In this step, the main goal would be to understand what you have now and standardize the data for programming. In this video, they did the two things mainly.

Check raw data
Clean up data

It looked very important to check the raw data directly because the visual input seemed to give them insight into what to do with the data. Then based on the insight, they cleaned up the data like removing noise data, rescaling data, resizing images, and so on.

Define architecture

It looked very difficult to follow them. For the first time, I couldn’t get a sense of why they added the layer or chose the layer like the video.

Then I talked with my colleague, who is an ML engineer in our team, and he told me “Most ML engineers don’t create the architecture by themselves. Normally, they decide it by academic papers. Especially for computer vision, the trandy architectures are ResNet50 and ViT.”

After chatting with him, I decided to deprioritize this step for now. I’m more interested in the application of computer vision than digging the architecture itself.

So I’ll focus on building the model with ResNet50 and ViT for a while. There are a lot of pre-trained models on Hugging Face. So my short-term goal would be to be enable to fine-tune with those models.

Models - Hugging Face

We're on a journey to advance and democratize artificial intelligence through open source and open science.

huggingface.co

Define algorithm of loss

This step is similar to the previous step. For now, I don’t do anything by myself. I would get the algorithm from the academic papers which I chose for architecture.

Assess model

In this step, the key purpose would be to decide what to adjust next. So, the action seems to visualize the learning curve of train data and validation data and to compare them.

学習曲線から読み取れること - Qiita

学習曲線とは機械学習における学習曲線とは、trainデータ、validationデータそれぞれにおける学習時のパフォーマンスをプロットしたグラフのことである。一般的な学習曲線のグラフは横軸がep...

qiita.com

This Japanese article is very simple and very easy to understand what to do next. I’ll follow what the article is saying for a while.

Data Argumentation

This step is about data argumentation. My ML engineer colleague told me that this step is one of the most important steps for computer vision. I’ll spend more time on data argumentation to understand and decide what to do by myself.

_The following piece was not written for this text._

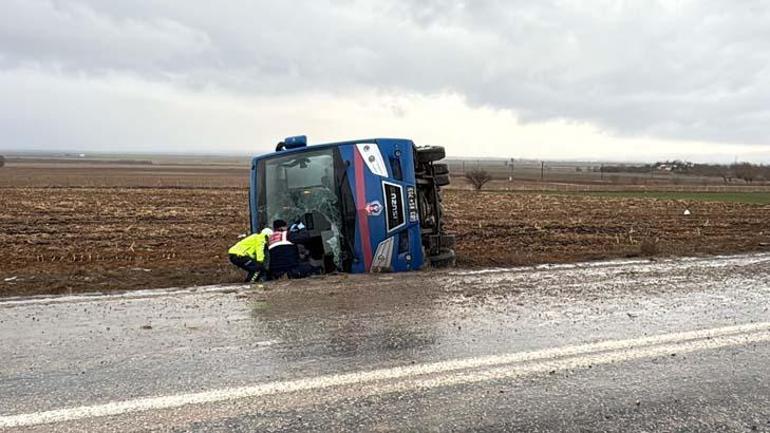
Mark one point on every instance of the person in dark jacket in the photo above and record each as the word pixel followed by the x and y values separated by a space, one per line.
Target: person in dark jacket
pixel 282 247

In the video, they did the following argumentation often.

To rotate images
To change the saturation of images
To crop images

I need to research more about what else I can do for data argumentation. However, those three ways seem good starting point for me.

I just started learning computer vision. It seems challenging but I’m very excited to know quite new things. I’m looking forward to what I’ll be at the end of this year.

That’s it!